Investigators analyzed a videotape in which a man claiming to speak on behalf of al-Qaeda said the group carried out the Madrid attack in reprisal for Spain's backing of the US-led war in Iraq.
Three days after the bombings, Prime Minister Jose Maria Aznar's conservative government was surprisingly defeated in elections by the anti-war Socialists.
Prime Minister-elect Jose Luis Rodriguez Zapatero pledged to remove Spain's 1,300 soldiers from Iraq unless the UN takes charge of the occupation. Zapatero says both the war and occupation are illegal because they lack a UN mandate.
Zapatero's campaign manager, Jose Blanco, told Spanish National Radio on Monday that plans to withdraw troops from Iraq by June 30 remain in place unless the occupation gets a UN mandate.
Facing criticism from the US and other countries, an aide to Spain's incoming defense minister, Jose Bono, said on Monday the nation will double its military contingent in Afghanistan to 250 soldiers this summer.
That decision was made in consultation with outgoing Defense Minister Federico Trillo, said Bono's spokesman Jose Luis Fernandez.
Zapatero's party supports the Afghanistan occupation because it is sanctioned by the UN, and NATO is commanding the forces overseeing reconstruction after the ouster of the Taliban.
Chris Henderson, spokesman for the 6,500 NATO-led troops in Afghanistan, welcomed the news. NATO is expanding its presence in Afghanistan beyond the capital Kabul, but member countries have been slow to commit more troops.
"It's going to be critical we get additional resources, additional troops," Henderson said.

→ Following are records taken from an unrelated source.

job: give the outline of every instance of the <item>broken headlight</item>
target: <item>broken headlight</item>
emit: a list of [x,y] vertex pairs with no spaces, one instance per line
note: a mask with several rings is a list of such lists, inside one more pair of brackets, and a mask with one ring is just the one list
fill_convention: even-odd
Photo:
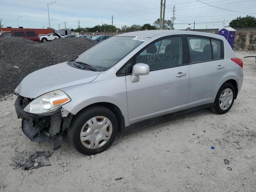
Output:
[[52,110],[57,110],[59,107],[71,100],[62,91],[55,90],[34,99],[26,106],[24,110],[35,114],[46,113]]

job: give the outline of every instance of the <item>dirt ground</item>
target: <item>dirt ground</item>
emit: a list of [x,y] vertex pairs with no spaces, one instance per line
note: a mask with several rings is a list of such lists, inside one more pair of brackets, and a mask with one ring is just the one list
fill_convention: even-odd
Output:
[[150,126],[119,137],[92,158],[66,141],[49,158],[51,166],[29,171],[13,169],[12,157],[25,150],[51,150],[53,143],[24,135],[16,96],[10,96],[0,103],[0,192],[256,192],[256,156],[256,156],[256,64],[243,61],[242,87],[227,114],[205,110]]

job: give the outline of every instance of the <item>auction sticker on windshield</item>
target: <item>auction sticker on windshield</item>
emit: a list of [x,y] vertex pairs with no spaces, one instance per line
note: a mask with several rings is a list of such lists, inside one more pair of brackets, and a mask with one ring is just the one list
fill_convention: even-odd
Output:
[[146,41],[148,39],[149,39],[149,38],[144,37],[139,37],[138,36],[137,36],[132,39],[133,40],[138,40],[138,41]]

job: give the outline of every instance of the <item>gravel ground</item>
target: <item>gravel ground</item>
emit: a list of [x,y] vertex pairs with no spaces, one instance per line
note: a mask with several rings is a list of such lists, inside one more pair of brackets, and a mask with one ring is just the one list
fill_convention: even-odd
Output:
[[12,157],[51,150],[52,143],[25,136],[12,96],[0,103],[0,192],[256,191],[256,156],[245,158],[256,155],[256,65],[254,58],[244,62],[244,84],[227,114],[205,110],[149,126],[94,156],[66,142],[49,158],[51,166],[30,171],[12,169]]
[[33,71],[74,59],[97,43],[87,38],[44,43],[22,38],[0,38],[0,97],[12,94]]

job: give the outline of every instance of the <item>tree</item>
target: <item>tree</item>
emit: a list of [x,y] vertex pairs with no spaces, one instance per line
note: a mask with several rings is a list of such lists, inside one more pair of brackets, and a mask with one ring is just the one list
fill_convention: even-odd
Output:
[[[157,29],[160,28],[160,19],[158,19],[156,20],[153,25]],[[171,20],[164,20],[164,29],[170,29],[172,26],[172,21]]]
[[150,25],[149,23],[147,23],[144,24],[141,27],[142,30],[146,30],[146,29],[148,30],[154,30],[156,29],[156,27],[155,26]]
[[[140,25],[134,24],[129,27],[129,31],[138,31],[141,30],[141,26]],[[127,30],[126,30],[127,31]]]
[[256,27],[256,18],[252,16],[240,16],[232,20],[229,23],[229,26],[232,28]]
[[3,27],[4,25],[2,24],[2,19],[0,19],[0,28]]

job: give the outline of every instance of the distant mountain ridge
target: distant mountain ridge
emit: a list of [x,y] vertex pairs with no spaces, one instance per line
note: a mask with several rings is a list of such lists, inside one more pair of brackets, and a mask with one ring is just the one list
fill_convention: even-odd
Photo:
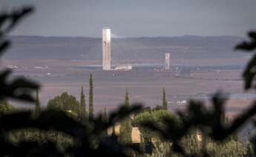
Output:
[[[91,37],[45,37],[11,36],[13,47],[7,59],[100,60],[102,39]],[[177,59],[237,57],[234,47],[240,36],[114,38],[112,58],[118,59],[162,59],[170,53]],[[238,55],[239,56],[239,55]]]

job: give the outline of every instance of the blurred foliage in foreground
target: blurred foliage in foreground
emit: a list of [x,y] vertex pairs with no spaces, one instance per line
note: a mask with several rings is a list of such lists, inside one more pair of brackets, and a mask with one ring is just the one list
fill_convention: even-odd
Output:
[[[0,15],[0,55],[10,44],[6,39],[7,33],[32,11],[31,7],[24,7]],[[237,49],[247,51],[255,50],[256,33],[250,33],[249,37],[249,41],[239,44]],[[253,84],[255,66],[256,56],[254,54],[243,75],[246,90],[256,87]],[[128,156],[130,153],[127,152],[131,151],[137,156],[148,156],[140,154],[140,147],[121,143],[114,135],[105,136],[108,128],[125,120],[131,114],[142,112],[140,105],[122,105],[116,111],[110,113],[107,120],[102,118],[102,115],[99,115],[95,118],[89,116],[83,123],[70,117],[61,110],[36,112],[36,116],[31,111],[9,113],[11,109],[8,108],[9,104],[4,101],[5,98],[35,102],[32,94],[39,87],[36,83],[24,78],[10,80],[10,70],[0,73],[1,107],[4,111],[0,115],[1,156]],[[206,107],[203,102],[191,100],[187,109],[177,113],[175,118],[169,113],[163,113],[160,115],[157,114],[141,121],[140,116],[148,116],[148,113],[145,113],[143,116],[137,115],[137,121],[134,123],[140,127],[142,132],[146,133],[145,136],[148,138],[147,140],[151,135],[155,137],[152,156],[254,156],[256,137],[252,137],[252,143],[246,149],[241,147],[238,141],[227,139],[246,123],[252,121],[256,124],[253,118],[256,113],[256,102],[227,124],[223,122],[226,100],[221,93],[217,93],[212,98],[211,107]],[[158,122],[155,122],[155,119]],[[200,143],[194,140],[193,136],[197,131],[202,133],[203,139]],[[27,136],[30,137],[27,138]],[[64,139],[65,141],[58,141]],[[227,147],[237,153],[227,151]]]

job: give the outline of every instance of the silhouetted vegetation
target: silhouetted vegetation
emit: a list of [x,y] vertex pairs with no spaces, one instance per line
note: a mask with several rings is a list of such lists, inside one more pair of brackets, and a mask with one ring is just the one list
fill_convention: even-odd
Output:
[[[33,11],[24,7],[0,16],[0,55],[10,46],[6,35],[26,15]],[[249,34],[250,41],[236,48],[252,51],[256,48],[256,33]],[[256,54],[243,73],[245,89],[256,88],[253,84]],[[90,75],[89,117],[81,122],[70,116],[69,110],[81,114],[85,112],[83,89],[80,103],[72,96],[64,93],[48,102],[48,109],[39,108],[39,84],[24,78],[8,78],[11,71],[0,73],[0,156],[128,156],[141,153],[137,145],[131,144],[133,126],[140,127],[143,137],[145,153],[153,156],[254,156],[256,136],[244,147],[234,140],[234,134],[247,122],[252,122],[256,115],[256,101],[245,112],[229,122],[225,122],[226,98],[220,92],[211,98],[209,107],[199,101],[191,100],[186,110],[177,114],[166,110],[142,110],[141,105],[130,107],[126,93],[124,105],[107,116],[93,115],[93,80]],[[36,92],[37,91],[37,92]],[[36,98],[33,94],[36,92]],[[15,98],[36,104],[36,116],[33,111],[16,110],[6,101]],[[166,100],[163,90],[163,106]],[[82,106],[82,107],[81,107]],[[68,112],[67,112],[68,111]],[[137,113],[131,122],[130,116]],[[85,115],[85,113],[82,112]],[[106,130],[120,123],[120,137],[107,136]],[[197,136],[199,136],[199,138]],[[200,138],[201,137],[201,139]],[[140,156],[140,154],[137,154]],[[149,156],[143,154],[142,156]]]

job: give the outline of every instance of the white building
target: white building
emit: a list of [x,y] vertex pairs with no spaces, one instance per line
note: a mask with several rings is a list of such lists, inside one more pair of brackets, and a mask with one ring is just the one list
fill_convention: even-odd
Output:
[[111,70],[111,30],[102,28],[102,70]]
[[165,70],[170,70],[170,53],[165,53]]
[[131,70],[132,70],[131,65],[117,65],[115,68],[114,68],[114,70],[128,71]]

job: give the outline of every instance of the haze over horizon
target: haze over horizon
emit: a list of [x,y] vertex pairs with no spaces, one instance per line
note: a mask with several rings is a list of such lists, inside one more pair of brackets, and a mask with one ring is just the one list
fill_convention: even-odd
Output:
[[0,0],[1,10],[33,5],[11,35],[101,37],[238,36],[256,27],[255,0]]

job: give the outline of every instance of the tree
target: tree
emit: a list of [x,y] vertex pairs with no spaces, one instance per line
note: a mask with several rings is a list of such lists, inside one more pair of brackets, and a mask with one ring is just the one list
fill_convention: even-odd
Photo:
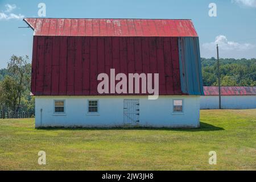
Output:
[[0,82],[0,103],[16,113],[20,108],[22,97],[29,90],[31,64],[28,56],[13,55],[8,63],[9,75]]

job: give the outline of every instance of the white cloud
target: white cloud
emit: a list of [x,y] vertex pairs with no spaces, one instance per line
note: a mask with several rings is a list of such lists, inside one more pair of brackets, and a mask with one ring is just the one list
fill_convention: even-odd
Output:
[[6,10],[5,10],[5,12],[6,13],[11,12],[13,11],[13,10],[15,10],[16,7],[15,5],[10,5],[10,4],[5,5],[5,7],[6,8]]
[[23,19],[24,16],[20,14],[15,14],[13,13],[11,13],[9,15],[7,15],[4,13],[0,13],[0,20],[5,19],[5,20],[9,20],[11,19]]
[[232,0],[232,2],[244,6],[256,7],[256,0]]
[[[24,16],[20,14],[15,14],[14,13],[10,13],[10,12],[13,11],[14,10],[15,10],[16,8],[16,6],[15,5],[11,5],[10,4],[6,4],[5,5],[5,7],[6,7],[6,9],[4,11],[2,11],[2,12],[0,12],[0,20],[9,20],[9,19],[19,20],[19,19],[22,19],[24,18]],[[9,13],[9,14],[7,14],[7,13]]]
[[203,44],[203,47],[206,49],[213,51],[216,49],[216,44],[218,44],[219,48],[224,51],[246,51],[255,47],[249,43],[239,43],[233,41],[228,41],[224,35],[218,35],[215,38],[215,41]]

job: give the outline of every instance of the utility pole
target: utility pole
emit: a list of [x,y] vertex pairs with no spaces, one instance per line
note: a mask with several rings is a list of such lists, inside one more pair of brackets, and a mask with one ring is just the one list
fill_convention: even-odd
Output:
[[220,61],[218,60],[218,46],[217,44],[217,62],[218,65],[218,108],[221,109],[221,98],[220,88]]

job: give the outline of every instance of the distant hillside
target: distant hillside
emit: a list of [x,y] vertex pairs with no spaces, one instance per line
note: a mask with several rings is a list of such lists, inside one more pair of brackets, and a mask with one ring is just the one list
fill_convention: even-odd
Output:
[[[201,58],[204,86],[217,85],[217,60]],[[256,86],[256,59],[220,59],[222,86]],[[8,74],[6,69],[0,69],[0,81]]]
[[[204,86],[217,85],[217,60],[201,58]],[[220,59],[222,86],[256,86],[256,59]]]

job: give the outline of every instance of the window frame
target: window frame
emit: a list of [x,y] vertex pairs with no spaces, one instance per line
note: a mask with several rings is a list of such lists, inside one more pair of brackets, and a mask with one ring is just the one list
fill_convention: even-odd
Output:
[[[182,101],[182,111],[175,111],[174,110],[174,101]],[[174,98],[172,100],[171,102],[171,108],[172,108],[172,114],[184,114],[184,99],[183,98]]]
[[[55,102],[57,101],[63,101],[63,112],[55,112]],[[66,115],[66,102],[65,100],[53,100],[53,115]]]
[[[97,101],[97,112],[89,112],[89,101]],[[87,100],[87,106],[86,106],[86,114],[87,115],[100,115],[100,101],[97,99],[88,99]]]

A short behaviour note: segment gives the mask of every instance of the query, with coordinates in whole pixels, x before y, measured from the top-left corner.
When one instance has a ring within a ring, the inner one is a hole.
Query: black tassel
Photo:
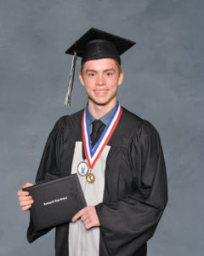
[[[76,59],[77,59],[76,51],[75,51],[73,58],[72,58],[70,81],[69,81],[69,85],[68,85],[68,90],[67,90],[66,96],[65,96],[65,105],[71,106],[71,96],[72,96],[72,89],[73,89],[73,84],[74,84],[74,76],[75,76],[75,66],[76,66]]]

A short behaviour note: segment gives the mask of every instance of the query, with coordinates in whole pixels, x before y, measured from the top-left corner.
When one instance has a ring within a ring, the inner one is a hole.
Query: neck
[[[88,99],[88,110],[90,113],[97,119],[99,119],[106,113],[111,110],[116,104],[116,98],[105,105],[98,105]]]

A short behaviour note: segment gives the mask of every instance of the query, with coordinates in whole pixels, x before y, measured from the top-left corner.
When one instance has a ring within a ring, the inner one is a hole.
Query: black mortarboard
[[[121,64],[120,55],[135,44],[135,42],[106,32],[94,27],[90,28],[65,51],[66,54],[74,56],[65,104],[71,105],[76,56],[82,58],[82,64],[88,61],[103,58],[115,59]]]

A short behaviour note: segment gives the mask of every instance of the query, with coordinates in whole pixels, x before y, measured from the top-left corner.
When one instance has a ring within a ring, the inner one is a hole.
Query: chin
[[[89,96],[88,98],[90,101],[92,101],[92,102],[98,106],[105,106],[108,105],[113,100],[114,97],[110,99],[96,99]]]

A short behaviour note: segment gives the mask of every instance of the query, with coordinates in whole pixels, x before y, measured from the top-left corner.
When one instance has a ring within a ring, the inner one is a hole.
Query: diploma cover
[[[87,206],[76,173],[23,190],[28,191],[34,201],[30,212],[36,230],[70,222]]]

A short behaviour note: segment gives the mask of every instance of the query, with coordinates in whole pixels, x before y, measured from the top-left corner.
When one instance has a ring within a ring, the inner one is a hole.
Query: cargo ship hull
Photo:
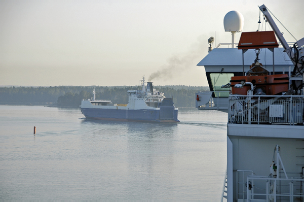
[[[176,122],[178,110],[174,107],[159,109],[128,110],[82,108],[86,118],[108,121],[131,122]]]

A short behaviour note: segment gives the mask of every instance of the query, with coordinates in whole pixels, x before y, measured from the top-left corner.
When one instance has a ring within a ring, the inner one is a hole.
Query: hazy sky
[[[156,85],[207,85],[196,65],[208,39],[231,42],[232,10],[256,30],[262,4],[304,37],[302,0],[0,0],[0,86],[135,85],[155,73]]]

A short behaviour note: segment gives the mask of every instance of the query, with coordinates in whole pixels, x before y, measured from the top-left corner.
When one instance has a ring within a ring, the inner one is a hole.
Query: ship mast
[[[145,91],[145,89],[144,89],[144,76],[142,77],[142,80],[140,81],[141,81],[141,85],[142,85],[142,92],[144,92]]]

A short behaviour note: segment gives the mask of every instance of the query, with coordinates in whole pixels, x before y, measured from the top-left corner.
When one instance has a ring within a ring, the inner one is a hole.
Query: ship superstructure
[[[256,55],[255,50],[249,49],[243,54],[243,50],[234,48],[238,44],[235,43],[234,32],[235,34],[236,32],[242,31],[243,25],[240,22],[243,20],[240,13],[235,11],[229,12],[224,18],[224,25],[226,31],[232,32],[232,42],[219,44],[212,48],[215,39],[211,37],[208,40],[209,53],[197,65],[204,68],[210,91],[196,93],[196,107],[199,110],[226,112],[228,97],[232,92],[231,87],[225,86],[225,84],[230,82],[232,77],[243,76],[243,72],[248,71],[253,62]],[[259,62],[272,73],[274,58],[275,74],[287,73],[289,66],[293,65],[282,47],[274,49],[273,51],[267,48],[261,49],[259,56]]]
[[[257,54],[249,69],[227,84],[232,94],[225,197],[228,201],[304,201],[304,38],[290,47],[266,7],[259,8],[274,31],[243,33],[238,48],[243,53],[276,50],[274,36],[267,37],[275,33],[293,64],[284,74],[276,60],[268,71]]]

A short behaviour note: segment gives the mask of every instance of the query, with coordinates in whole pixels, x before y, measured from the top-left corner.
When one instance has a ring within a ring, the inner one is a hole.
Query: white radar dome
[[[244,17],[236,11],[228,12],[224,17],[225,31],[242,31],[244,26]]]

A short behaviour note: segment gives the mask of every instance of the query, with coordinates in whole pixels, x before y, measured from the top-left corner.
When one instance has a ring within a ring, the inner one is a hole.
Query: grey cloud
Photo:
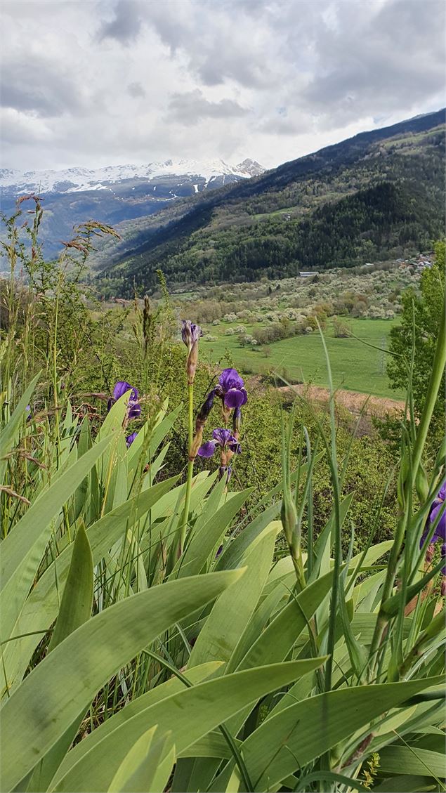
[[[144,97],[146,95],[145,91],[141,86],[140,82],[129,82],[127,86],[127,90],[131,97],[135,99],[139,97]]]
[[[340,3],[337,30],[325,28],[317,40],[304,105],[333,124],[414,107],[441,92],[444,18],[436,0],[393,0],[371,19],[361,16],[360,4]]]
[[[138,36],[141,28],[140,5],[137,0],[119,0],[114,10],[114,19],[103,22],[98,32],[99,40],[115,39],[129,45]]]
[[[4,62],[0,70],[0,104],[41,117],[79,110],[79,92],[71,77],[33,56]]]
[[[169,102],[167,119],[182,124],[197,124],[203,118],[236,118],[249,111],[233,99],[209,102],[196,89],[186,94],[173,94]]]

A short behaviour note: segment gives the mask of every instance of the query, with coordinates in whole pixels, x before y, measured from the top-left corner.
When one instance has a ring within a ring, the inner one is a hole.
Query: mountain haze
[[[158,268],[171,283],[255,281],[429,247],[444,229],[444,121],[440,110],[362,132],[123,224],[96,266],[130,294]]]
[[[175,201],[263,173],[252,159],[232,166],[222,159],[167,159],[147,165],[104,168],[19,171],[0,170],[0,199],[6,214],[13,212],[21,195],[41,196],[44,209],[42,238],[52,254],[73,226],[90,218],[118,224],[146,217]]]

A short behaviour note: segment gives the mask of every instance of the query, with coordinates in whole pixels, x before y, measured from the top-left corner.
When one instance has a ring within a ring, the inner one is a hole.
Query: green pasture
[[[389,346],[390,328],[398,320],[347,320],[352,332],[358,339],[336,339],[333,324],[329,321],[325,331],[325,343],[330,356],[333,381],[336,387],[371,393],[376,396],[393,399],[402,394],[389,387],[386,374],[387,354],[382,351]],[[206,330],[216,341],[202,342],[202,353],[210,360],[221,361],[230,355],[235,366],[241,372],[255,373],[275,371],[292,381],[306,381],[316,385],[327,385],[327,372],[321,339],[317,332],[309,335],[293,336],[265,347],[242,347],[237,335],[226,336],[228,328],[243,324],[248,333],[256,335],[258,325],[244,322],[221,323],[209,326]],[[375,349],[374,345],[380,349]]]

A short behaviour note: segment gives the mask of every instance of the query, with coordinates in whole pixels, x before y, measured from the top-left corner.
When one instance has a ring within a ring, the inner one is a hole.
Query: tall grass
[[[131,443],[129,389],[101,419],[77,411],[63,355],[80,347],[61,325],[67,305],[84,310],[77,270],[48,265],[42,297],[37,239],[29,259],[14,228],[2,282],[1,789],[444,790],[444,562],[431,543],[444,505],[429,519],[444,450],[422,467],[444,336],[421,420],[402,427],[395,538],[374,543],[378,511],[361,553],[352,537],[344,554],[354,496],[340,495],[334,411],[314,447],[301,427],[297,456],[284,416],[280,491],[250,513],[251,489],[232,492],[224,466],[195,473],[193,437],[186,482],[166,478],[186,408],[154,402]],[[198,430],[233,427],[219,398]],[[316,538],[321,453],[333,508]]]

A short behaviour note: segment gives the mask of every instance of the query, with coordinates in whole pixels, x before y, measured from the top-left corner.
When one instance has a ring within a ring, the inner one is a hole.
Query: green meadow
[[[336,339],[333,323],[329,320],[324,336],[336,388],[390,399],[402,397],[401,393],[389,386],[386,374],[387,354],[384,351],[389,346],[390,328],[398,321],[348,319],[347,324],[353,336]],[[322,343],[317,331],[284,339],[265,347],[252,347],[242,346],[238,335],[225,335],[228,328],[236,328],[240,324],[240,322],[221,323],[206,328],[217,337],[216,341],[203,340],[202,344],[202,349],[210,361],[218,362],[227,356],[245,374],[276,372],[292,382],[328,385]],[[260,327],[244,325],[247,332],[253,335],[256,328]]]

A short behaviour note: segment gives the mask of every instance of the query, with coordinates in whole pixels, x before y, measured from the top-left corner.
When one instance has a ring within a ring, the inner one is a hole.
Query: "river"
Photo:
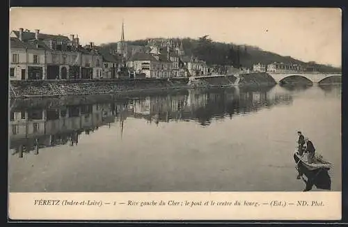
[[[340,86],[277,85],[15,104],[10,191],[302,191],[299,130],[333,164],[340,191]]]

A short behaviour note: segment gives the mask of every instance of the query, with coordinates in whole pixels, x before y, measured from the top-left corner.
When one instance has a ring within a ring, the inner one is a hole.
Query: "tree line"
[[[128,45],[145,46],[148,45],[148,40],[143,39],[126,42]],[[258,63],[268,65],[274,62],[283,62],[303,65],[315,65],[320,72],[340,72],[340,69],[330,65],[305,63],[290,56],[283,56],[264,51],[258,47],[214,42],[208,35],[203,36],[198,39],[174,38],[172,40],[174,43],[182,43],[185,55],[196,56],[199,59],[205,61],[208,65],[232,65],[235,68],[252,68],[253,65]],[[117,43],[111,42],[102,46],[116,49]]]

The Spanish radio station Cadena Ser and the newspaper ABC have reported that Moroccan authorities believe a Moroccan named Abdelkrim Mejjati, 36, may have been the on-the-ground organizer of the Madrid attacks. Both outlets quoted Moroccan intelligence sources as saying Mejjati was in Madrid three days before the bombings.
Moroccan authorities said that Mejjati was convicted in absentia after deadly bombings in Casablanca last year and is no longer believed to be in Morocco. Those bombings killed 33 people and 12 suicide bombers.
Moroccan authorities said it was unclear what role Mejjati played in the Madrid bombings.
"Mejjati is a big fish but his precise role is still uncertain," a senior official said.
Also Monday, the newspaper El Pais reported that police searching a rural house where terrorists allegedly assembled the train bombs have found the fingerprints of at least 10 people, including Moroccan prime suspect Zougam.
Radio station Onda Cero said over the weekend that police also found the fingerprints of Abderrahim Zbakh, another Moroccan leading suspect.
Investigators would not confirm the reports, which also said detonators and traces of dynamite were found in the house near Morata de Tajuna, 30km southeast of Madrid.
The attackers planted backpacks laden with explosives in four rush-hour commuter trains and apparently triggered them by mobile phone.
A mobile phone attached to an unexploded bomb was traced to a mobile-phone store owned by Zougam.
Both Zbakh and Zougam have been charged with mass murder. Court documents have linked Zougam to members of a Spanish al-Qaeda cell.
French private investigator Jean-Charles Brisard said last week that Abu Musab al-Zarqawi, a Jordanian linked to al-Qaeda and suspected of heading a terrorist network in Iraq, is now believed to have masterminded the Madrid bombings.
Brisard is an internationally known counterterrorism expert who has testified before the US Congress and represents some family members of victims of the Sept. 11, 2001, terror attacks on the US.